Gold and red mountains looked down like silent guards, making Lilith draw up straighter in response, even as despair weighed her into silence. She touched Joan Riley’s engraved name. My dear, she began, then stopped. There were no words for this tragedy, no song for it.
There was no answer but the unforgiving wind.
Lilith had bowed her head in thought as she walked back to the cemeter
y’s gravel drive. I should have come here sooner. I could have taken care of her and her child. I should have known there was a child.
The churchyard lay on a knoll overlooking the town of Riley. Pulling a soft cashmere wrap around her pale suit, Lilith looked down at the pragmatic mountain town, sunken into forest. In the distance, the woodland parted to outline a pretty lake, where poor Joan had gone after giving birth to a Bonavendier. The only place that would have made sense to an ordinary girl thrust into extraordinary circumstances.
Lilith had felt a calling, the tiniest cry, and had listened with her head up. But, no, it had just been a hawk, screeching in the unfriendly mountain sky. Yet she had stood there a long time, searching, not knowing why. Her music was fading.
We have to move forward, she had thought, and listen no more to the past.
Now, all these years later, Lilith heard all the songs she’d forgotten so long ago.
Oh, Alice. I’m so sorry I didn’t listen harder. But I promise you, we’ll coax you down to the sea.
Someone was touching me without using any hands. I felt the odd tingle begin at the back of my skull, like fingers massaging my scalp, but then I realized it was a vibration, humming against my skin, seeping into my brain, calling to me. My heart struggled like a fish trapped in the net of my ribs. I kept my head bent and eyes shut.
An amplified voice boomed over me. “And we ask that You look down upon Alice Riley with a true and knowing heart, and show us all her grandness of spirit and weakness of flesh.”
The minister of Riley First Baptist—the minister who, as a young man, would have married my mother, was speaking those ambivalent words.

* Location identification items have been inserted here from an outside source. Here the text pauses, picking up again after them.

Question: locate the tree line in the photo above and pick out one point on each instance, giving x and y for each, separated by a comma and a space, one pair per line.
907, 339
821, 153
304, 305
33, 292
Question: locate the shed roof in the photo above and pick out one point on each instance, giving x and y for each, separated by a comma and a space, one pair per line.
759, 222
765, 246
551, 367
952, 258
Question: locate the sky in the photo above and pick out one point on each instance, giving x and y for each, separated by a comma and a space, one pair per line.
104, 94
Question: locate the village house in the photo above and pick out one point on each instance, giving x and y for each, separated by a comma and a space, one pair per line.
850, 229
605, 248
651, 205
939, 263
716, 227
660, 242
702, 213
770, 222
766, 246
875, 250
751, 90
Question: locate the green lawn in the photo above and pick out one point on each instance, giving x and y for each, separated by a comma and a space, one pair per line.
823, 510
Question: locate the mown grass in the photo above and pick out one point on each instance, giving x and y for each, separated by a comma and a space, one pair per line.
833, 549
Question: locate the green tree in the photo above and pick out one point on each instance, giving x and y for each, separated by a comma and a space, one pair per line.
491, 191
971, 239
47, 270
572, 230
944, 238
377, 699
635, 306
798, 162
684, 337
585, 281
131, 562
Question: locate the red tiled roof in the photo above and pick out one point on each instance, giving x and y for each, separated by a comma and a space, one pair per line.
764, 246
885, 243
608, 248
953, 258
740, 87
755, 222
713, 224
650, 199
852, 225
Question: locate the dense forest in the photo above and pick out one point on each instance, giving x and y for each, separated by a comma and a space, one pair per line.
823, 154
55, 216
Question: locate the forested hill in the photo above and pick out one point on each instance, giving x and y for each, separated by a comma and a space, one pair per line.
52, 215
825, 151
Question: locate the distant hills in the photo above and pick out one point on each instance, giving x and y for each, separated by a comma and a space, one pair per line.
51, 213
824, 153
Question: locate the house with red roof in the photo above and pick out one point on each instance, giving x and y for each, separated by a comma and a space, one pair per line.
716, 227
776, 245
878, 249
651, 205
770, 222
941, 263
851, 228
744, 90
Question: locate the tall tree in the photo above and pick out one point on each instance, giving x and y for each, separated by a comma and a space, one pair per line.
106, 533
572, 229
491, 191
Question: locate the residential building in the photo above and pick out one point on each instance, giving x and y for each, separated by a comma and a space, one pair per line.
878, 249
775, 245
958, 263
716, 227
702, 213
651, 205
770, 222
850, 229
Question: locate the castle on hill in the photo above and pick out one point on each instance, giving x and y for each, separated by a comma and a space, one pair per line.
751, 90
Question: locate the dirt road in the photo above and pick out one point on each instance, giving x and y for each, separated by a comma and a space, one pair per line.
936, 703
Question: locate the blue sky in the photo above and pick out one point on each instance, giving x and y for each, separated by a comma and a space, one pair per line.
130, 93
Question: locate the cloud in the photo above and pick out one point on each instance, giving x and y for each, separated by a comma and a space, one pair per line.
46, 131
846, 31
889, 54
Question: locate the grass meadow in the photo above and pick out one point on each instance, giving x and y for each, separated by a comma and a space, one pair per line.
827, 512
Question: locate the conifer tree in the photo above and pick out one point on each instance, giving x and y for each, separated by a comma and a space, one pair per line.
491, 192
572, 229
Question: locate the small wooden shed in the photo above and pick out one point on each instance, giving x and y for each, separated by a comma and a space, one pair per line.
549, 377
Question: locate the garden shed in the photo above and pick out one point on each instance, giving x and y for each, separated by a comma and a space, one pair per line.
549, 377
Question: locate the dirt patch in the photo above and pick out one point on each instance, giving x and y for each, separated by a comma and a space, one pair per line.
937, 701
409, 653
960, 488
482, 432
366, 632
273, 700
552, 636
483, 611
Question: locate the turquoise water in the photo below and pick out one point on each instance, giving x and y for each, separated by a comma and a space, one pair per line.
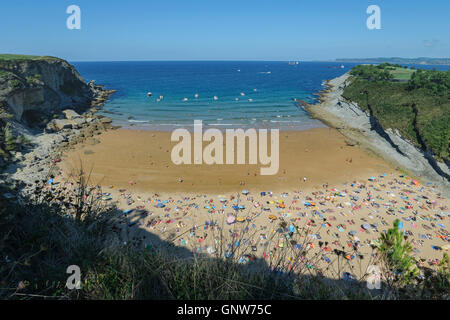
268, 91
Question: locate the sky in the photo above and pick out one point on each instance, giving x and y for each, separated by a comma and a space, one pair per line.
225, 30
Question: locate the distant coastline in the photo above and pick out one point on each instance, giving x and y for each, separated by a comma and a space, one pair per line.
395, 60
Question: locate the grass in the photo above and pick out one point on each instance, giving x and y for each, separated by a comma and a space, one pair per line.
55, 228
421, 114
402, 74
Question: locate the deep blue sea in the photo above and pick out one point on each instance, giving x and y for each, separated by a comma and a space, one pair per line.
248, 94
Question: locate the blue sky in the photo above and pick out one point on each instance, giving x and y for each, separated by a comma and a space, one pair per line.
225, 30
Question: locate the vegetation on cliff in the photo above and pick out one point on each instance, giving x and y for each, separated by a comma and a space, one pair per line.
418, 108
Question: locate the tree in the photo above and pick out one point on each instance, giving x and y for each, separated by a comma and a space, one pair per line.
400, 266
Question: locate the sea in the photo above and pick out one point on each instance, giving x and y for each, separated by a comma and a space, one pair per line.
163, 95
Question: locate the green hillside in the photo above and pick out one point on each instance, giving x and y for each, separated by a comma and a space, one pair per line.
418, 107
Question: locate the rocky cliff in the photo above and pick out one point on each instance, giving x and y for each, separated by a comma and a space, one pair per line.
36, 89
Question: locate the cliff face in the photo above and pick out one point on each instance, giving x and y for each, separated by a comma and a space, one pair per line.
33, 90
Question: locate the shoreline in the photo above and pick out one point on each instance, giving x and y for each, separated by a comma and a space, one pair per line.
355, 125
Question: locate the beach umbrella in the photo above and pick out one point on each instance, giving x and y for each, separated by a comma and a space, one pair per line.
366, 226
231, 219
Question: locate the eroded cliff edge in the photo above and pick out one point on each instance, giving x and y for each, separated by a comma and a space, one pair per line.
361, 128
35, 90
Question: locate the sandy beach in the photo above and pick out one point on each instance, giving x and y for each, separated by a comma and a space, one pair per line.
143, 157
348, 199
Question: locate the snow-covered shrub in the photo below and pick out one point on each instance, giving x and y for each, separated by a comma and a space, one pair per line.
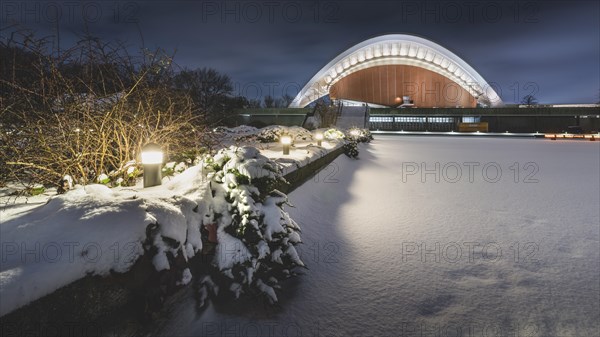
351, 149
256, 237
333, 134
172, 168
272, 134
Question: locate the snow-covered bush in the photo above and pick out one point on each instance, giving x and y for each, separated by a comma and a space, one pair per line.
351, 149
272, 134
256, 237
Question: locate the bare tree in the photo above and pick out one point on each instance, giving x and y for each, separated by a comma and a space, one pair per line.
87, 112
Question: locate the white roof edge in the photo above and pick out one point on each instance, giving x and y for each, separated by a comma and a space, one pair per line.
395, 38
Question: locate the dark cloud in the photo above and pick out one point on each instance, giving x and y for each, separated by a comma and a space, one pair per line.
554, 44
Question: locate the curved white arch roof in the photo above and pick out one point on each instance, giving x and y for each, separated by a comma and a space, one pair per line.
393, 49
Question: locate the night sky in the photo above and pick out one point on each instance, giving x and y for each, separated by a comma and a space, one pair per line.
548, 48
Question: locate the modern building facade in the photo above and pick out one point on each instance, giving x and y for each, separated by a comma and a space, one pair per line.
399, 70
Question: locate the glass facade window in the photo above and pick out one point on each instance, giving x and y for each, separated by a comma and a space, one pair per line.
471, 119
377, 119
440, 120
410, 119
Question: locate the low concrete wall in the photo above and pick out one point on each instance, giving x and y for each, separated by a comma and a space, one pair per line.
299, 176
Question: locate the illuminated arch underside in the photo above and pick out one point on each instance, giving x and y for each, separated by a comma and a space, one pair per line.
396, 49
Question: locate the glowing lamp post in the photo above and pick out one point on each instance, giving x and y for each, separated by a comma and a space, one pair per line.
286, 141
152, 158
319, 138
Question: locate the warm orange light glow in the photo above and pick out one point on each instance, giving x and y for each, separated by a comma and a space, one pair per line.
572, 136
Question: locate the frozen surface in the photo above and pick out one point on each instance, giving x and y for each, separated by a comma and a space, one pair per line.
516, 257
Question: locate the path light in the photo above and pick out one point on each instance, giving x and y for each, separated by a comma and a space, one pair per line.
286, 141
152, 158
319, 138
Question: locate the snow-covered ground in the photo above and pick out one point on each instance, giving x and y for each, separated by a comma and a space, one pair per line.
48, 241
510, 247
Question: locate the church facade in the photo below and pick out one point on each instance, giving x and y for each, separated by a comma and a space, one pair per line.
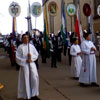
56, 20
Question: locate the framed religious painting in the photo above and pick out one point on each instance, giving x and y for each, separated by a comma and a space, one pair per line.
52, 8
96, 5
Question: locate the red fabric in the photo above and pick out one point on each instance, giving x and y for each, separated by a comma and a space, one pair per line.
77, 29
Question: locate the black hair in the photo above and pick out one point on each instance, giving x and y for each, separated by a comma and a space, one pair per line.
24, 35
86, 35
74, 39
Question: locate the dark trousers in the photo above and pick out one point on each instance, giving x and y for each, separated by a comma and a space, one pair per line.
69, 56
59, 55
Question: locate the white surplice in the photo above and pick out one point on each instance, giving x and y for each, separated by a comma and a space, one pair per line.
76, 60
88, 69
28, 81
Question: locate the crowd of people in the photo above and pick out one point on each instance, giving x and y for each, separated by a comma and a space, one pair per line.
28, 48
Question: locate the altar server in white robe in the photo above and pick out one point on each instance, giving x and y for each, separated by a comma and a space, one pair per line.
88, 69
76, 63
28, 81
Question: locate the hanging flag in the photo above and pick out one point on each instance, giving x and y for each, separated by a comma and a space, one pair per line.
63, 25
46, 31
29, 19
91, 28
78, 27
44, 2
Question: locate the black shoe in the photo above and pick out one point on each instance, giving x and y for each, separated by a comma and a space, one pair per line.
35, 98
94, 84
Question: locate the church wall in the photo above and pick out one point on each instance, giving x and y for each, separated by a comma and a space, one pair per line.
57, 18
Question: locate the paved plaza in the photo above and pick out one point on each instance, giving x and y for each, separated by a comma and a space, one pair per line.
55, 83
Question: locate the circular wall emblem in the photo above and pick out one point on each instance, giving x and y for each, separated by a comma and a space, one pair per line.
14, 9
36, 9
87, 9
98, 10
52, 8
71, 9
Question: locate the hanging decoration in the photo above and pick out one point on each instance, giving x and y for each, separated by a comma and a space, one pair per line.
52, 8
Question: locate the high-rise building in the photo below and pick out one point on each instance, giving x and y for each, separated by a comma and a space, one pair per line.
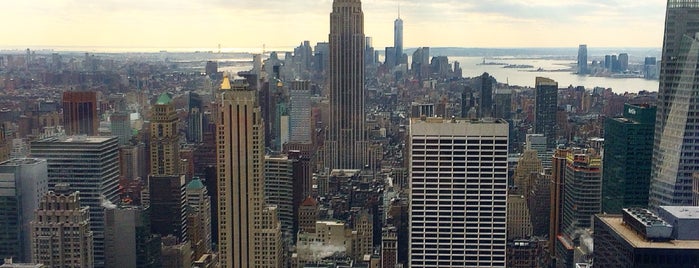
623, 62
23, 182
96, 180
120, 124
582, 60
398, 40
485, 105
558, 171
198, 218
674, 155
168, 204
80, 113
164, 138
60, 232
454, 195
279, 189
346, 141
545, 108
249, 232
582, 193
128, 239
133, 164
300, 128
628, 157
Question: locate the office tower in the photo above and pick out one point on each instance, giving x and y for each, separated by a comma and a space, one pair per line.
623, 62
198, 218
5, 144
211, 68
450, 201
279, 187
176, 254
674, 159
545, 108
398, 39
96, 181
120, 125
23, 182
60, 232
519, 221
128, 240
168, 201
164, 138
582, 193
485, 105
195, 125
133, 164
346, 141
80, 113
640, 238
249, 232
528, 164
300, 128
628, 157
503, 104
582, 60
308, 215
558, 172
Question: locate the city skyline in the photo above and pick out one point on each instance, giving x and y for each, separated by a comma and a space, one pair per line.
508, 23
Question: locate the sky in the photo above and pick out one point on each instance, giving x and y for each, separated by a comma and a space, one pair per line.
286, 23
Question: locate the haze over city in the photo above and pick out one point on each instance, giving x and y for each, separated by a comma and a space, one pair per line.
250, 24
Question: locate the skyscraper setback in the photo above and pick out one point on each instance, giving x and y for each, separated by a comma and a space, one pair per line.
675, 155
346, 139
249, 232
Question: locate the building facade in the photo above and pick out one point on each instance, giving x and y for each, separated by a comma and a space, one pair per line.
60, 232
80, 113
23, 182
346, 141
545, 108
458, 184
249, 232
674, 155
164, 138
628, 157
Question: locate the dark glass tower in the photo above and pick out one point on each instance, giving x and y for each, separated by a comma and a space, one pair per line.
346, 139
628, 153
546, 107
675, 151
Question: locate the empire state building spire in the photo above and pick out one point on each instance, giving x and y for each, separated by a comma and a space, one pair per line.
346, 140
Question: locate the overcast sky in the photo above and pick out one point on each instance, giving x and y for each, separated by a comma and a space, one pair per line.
286, 23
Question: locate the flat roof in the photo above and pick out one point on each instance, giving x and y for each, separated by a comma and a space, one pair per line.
615, 222
685, 213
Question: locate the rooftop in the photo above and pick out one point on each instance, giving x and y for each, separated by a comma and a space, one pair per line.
637, 240
685, 213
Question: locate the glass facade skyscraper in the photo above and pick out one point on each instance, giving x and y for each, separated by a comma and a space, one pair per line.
675, 150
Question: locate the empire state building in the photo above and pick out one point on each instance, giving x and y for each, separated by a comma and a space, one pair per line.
346, 144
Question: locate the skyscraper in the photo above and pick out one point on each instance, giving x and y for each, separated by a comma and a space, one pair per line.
628, 156
300, 128
454, 196
545, 107
346, 139
582, 60
249, 232
80, 113
60, 232
23, 182
398, 39
96, 180
674, 155
164, 138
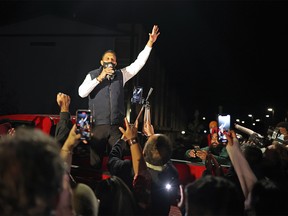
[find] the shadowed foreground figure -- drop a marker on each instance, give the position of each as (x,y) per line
(32,176)
(213,195)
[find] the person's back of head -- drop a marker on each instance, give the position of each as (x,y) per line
(115,197)
(31,173)
(212,195)
(157,150)
(165,179)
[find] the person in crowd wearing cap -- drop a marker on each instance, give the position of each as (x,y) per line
(156,155)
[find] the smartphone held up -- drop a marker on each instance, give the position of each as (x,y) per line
(224,122)
(84,123)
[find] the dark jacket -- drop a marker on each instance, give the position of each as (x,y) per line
(107,99)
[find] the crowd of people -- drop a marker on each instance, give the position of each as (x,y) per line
(36,174)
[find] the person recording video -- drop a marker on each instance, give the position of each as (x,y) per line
(104,88)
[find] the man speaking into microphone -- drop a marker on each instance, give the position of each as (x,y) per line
(104,88)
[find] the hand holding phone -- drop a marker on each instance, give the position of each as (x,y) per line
(84,123)
(224,122)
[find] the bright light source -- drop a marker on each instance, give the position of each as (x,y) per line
(168,186)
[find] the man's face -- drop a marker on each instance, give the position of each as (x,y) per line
(109,57)
(214,139)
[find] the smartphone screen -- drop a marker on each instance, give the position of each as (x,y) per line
(137,95)
(223,125)
(83,123)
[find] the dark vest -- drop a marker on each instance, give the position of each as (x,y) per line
(106,101)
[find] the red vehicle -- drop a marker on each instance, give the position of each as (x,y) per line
(81,170)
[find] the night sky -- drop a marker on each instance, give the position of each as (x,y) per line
(217,53)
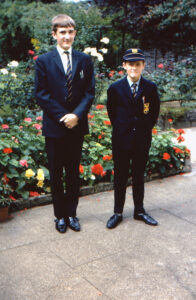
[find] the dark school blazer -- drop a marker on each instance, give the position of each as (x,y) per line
(51,91)
(132,118)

He was now an aging small-town preacher with a kindly, dutiful expression. He’d volunteered, when no other minister would, to lead the town in prayer at my award ceremony. His public prayer implied I was neither evil nor saintly but simply a soul in limbo whom no one but God could understand.
It was not precisely the hail-the-good-deed invocation one might hope for when forced to attend a public façade of appreciation. I cringed and sank lower in my metal chair. My stomach roiled. The minister droned on. The humming in my head became so insistent I put my hands to my temples as if in pain. What was happening to me? I feared I was losing my mind and imagined my brain actually shimmying between my ears.